An Altered Book :: The Gift
From my notebook. June 13, 2005
It’s mother’s day. We’re sittng on the porch outside my parents’ home. There’s six of us, sitting, talking– my mom and dad, by sister and her husband, and my husband.
A house sparrow has made a nest in the painted metal sailboats that hang on the wall. She’s tucked it beneath one of the brightly painted sails. There’s a little rust here and there where the paint has worn away. I can’t see the eggs, but I know they’re in there. Small, pale blue, lightly speckled.
We’ve scared the mother off, and she sits anxiously in a nearby shrub, waiting for an opportunity to return to her nest. Sometimes she tries to make it– bravely swooping in, but then quickly darting away when someone moves an arm or speaks too loudly.
I feel sorry for this bird for her and her anxiousness. I almost want to move everyone inside so she can get back to her nest.
She tries to approach again, resting on the top of the metal mast, watching warily, but then my dad waves his arm for emphasis and she flies off again. I’m agitated, like her. I can’t follow the conversaton. I watch her watch us, waiting.
She swoops again. This time she lingers on the edge of the boat and stays, gaining confidence. She slowly works her way behind that sail and settles down into the nest. She feels safe, hidden, protected. I see her small brown eye looking towards me. But I feel better now, knowing she’s back in her nest.
Two weeks later I’m back to help take care of Mom and to look after Dad.

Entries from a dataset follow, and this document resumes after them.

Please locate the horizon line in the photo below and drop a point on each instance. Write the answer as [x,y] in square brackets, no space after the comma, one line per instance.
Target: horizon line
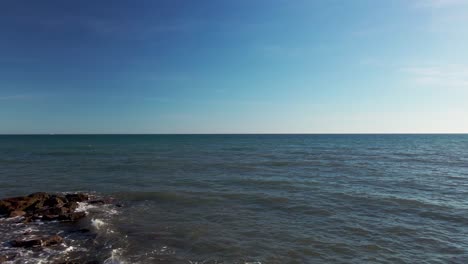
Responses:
[261,133]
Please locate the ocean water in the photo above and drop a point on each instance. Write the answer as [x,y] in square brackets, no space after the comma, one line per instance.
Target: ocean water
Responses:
[250,198]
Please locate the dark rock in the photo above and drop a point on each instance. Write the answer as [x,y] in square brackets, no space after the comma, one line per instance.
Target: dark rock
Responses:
[71,206]
[39,196]
[53,240]
[17,213]
[83,230]
[8,257]
[71,216]
[55,201]
[97,202]
[26,243]
[37,242]
[77,197]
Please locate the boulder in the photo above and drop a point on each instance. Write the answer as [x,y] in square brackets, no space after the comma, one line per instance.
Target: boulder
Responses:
[26,243]
[51,241]
[17,213]
[77,197]
[37,242]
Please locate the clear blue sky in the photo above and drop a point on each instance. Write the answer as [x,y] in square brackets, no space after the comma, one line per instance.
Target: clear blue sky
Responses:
[247,66]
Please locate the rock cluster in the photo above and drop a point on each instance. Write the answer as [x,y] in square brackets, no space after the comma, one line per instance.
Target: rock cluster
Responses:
[44,206]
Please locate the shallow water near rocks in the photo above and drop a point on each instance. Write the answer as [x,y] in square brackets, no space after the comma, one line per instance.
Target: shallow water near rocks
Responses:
[249,198]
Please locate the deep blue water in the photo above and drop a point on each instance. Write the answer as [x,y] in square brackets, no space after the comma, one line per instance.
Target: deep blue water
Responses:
[258,198]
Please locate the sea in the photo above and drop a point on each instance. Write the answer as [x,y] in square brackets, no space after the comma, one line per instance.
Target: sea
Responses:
[246,199]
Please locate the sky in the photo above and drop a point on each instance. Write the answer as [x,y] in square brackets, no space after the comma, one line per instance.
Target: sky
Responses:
[244,66]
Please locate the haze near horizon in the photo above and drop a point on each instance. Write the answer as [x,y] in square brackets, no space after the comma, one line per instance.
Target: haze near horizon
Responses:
[234,67]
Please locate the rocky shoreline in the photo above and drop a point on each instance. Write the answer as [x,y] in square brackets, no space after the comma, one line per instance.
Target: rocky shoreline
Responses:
[43,207]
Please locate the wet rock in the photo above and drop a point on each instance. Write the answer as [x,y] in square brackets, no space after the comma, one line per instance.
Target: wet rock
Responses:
[72,216]
[8,257]
[17,213]
[77,197]
[37,242]
[56,201]
[51,241]
[26,243]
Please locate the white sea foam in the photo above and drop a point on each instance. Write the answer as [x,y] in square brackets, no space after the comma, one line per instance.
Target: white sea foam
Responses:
[115,258]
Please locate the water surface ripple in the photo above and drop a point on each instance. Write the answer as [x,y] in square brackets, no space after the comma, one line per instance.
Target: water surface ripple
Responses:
[261,198]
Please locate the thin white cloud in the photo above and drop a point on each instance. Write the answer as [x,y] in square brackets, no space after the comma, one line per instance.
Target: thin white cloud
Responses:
[439,3]
[15,97]
[451,76]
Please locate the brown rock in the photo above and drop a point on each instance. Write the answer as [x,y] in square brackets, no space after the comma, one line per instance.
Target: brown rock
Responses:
[37,242]
[77,197]
[26,243]
[53,240]
[55,201]
[71,206]
[5,258]
[72,216]
[17,213]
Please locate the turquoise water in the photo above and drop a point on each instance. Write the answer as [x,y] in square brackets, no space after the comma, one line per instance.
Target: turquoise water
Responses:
[258,198]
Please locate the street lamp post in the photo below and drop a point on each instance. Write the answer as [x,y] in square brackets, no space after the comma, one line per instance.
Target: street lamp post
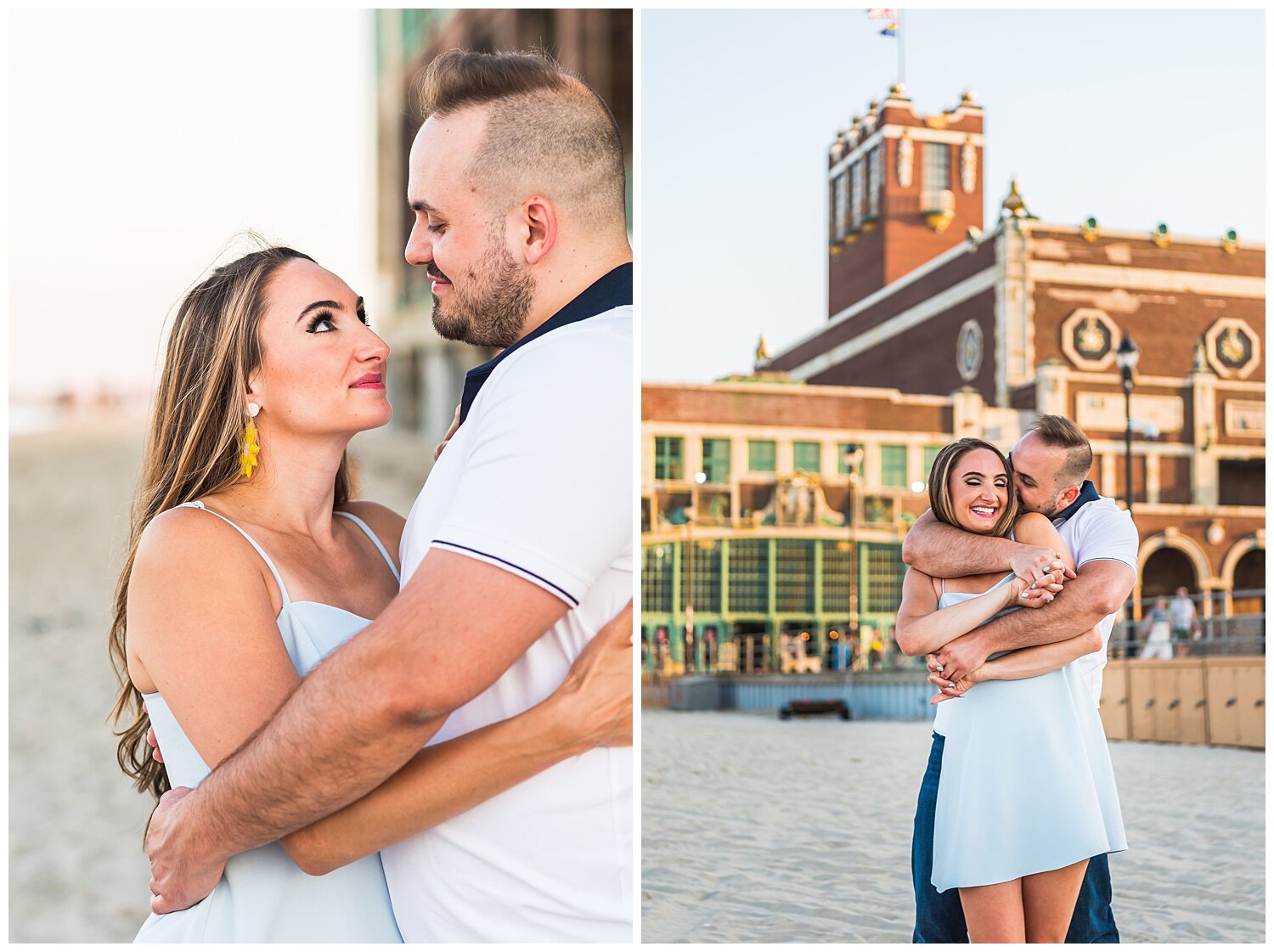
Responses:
[853,458]
[1126,356]
[700,478]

I walk onto the porch again to check on the birds. But when I look behind the boat for the nest, I find that it’s gone.
Inside the boats are seven delicate eggs. Remnants of the nest are strewn about here and there. I wonder if an animal got to it. But then, the eggs would probably be gone.

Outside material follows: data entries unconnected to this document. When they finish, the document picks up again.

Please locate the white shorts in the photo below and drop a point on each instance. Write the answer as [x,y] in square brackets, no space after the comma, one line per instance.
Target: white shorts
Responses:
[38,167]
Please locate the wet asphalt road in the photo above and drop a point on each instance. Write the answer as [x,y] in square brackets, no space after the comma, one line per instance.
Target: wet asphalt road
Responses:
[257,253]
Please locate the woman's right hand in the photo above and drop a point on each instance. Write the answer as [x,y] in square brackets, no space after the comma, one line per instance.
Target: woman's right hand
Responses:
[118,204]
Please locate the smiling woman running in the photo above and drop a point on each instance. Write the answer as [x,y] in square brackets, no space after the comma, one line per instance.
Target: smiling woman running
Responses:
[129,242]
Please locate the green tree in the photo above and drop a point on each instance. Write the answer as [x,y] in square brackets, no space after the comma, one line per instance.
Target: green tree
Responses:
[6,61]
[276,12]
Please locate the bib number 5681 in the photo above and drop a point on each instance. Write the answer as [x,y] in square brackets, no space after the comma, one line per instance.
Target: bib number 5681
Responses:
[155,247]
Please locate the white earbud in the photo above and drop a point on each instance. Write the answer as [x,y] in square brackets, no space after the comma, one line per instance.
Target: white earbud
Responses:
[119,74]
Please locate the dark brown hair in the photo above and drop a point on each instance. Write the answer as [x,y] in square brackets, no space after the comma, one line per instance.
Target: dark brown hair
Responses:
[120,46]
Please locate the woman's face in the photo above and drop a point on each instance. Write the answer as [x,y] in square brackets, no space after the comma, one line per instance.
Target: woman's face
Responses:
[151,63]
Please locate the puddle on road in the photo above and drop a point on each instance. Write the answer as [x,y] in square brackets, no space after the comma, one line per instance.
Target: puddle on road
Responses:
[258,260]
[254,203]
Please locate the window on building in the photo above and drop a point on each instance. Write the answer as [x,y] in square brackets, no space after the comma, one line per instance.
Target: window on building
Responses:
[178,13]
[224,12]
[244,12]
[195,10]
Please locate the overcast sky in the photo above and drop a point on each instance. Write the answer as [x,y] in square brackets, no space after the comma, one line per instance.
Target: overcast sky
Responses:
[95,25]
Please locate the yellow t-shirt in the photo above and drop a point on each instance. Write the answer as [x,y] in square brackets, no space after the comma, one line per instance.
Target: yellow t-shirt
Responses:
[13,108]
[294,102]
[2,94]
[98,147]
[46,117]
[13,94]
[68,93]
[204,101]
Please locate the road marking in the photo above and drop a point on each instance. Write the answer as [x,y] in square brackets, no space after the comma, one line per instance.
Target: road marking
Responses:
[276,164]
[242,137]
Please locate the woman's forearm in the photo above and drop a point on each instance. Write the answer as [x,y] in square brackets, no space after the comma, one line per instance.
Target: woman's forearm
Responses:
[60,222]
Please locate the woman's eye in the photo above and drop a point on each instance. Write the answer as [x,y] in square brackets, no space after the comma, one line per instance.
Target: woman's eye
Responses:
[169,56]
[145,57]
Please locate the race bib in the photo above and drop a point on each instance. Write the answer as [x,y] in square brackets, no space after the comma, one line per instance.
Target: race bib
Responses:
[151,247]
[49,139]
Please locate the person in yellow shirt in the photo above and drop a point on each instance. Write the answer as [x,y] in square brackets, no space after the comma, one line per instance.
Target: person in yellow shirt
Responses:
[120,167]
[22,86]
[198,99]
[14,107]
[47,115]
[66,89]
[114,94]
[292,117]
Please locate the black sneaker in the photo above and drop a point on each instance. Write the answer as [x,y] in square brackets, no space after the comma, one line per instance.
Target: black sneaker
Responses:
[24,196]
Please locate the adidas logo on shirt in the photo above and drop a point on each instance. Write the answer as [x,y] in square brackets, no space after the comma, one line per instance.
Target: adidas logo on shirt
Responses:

I ask my dad if he knows what happened to the nest.
“No. I didn’t even realize it was gone. Sandie,” he says to my mom, “do you know what happend to the nest that was in among the boats?”
“Oh those messy birds! I just can’t stand it. I had to clean up that mess.”
“But honey, that was a bird’s nest,” my father says gently.
“I just don’t care. They just can’t come around and leave a mess like that!”
“Okay, mom,” I say. “It’s okay.”
This is my new mom talking– the one who’s on the edge of being a stranger to me, and I to her. She’s the one I’m trying to get to know. Old mom cherished birds. Old mom took care of three or four bird feeders hanging full of seed near every window where she could watch them. Old mom could name every bird she saw. Old mom filled hummingbird feeders with sugar water, and called her daughters over every time a hummer came near.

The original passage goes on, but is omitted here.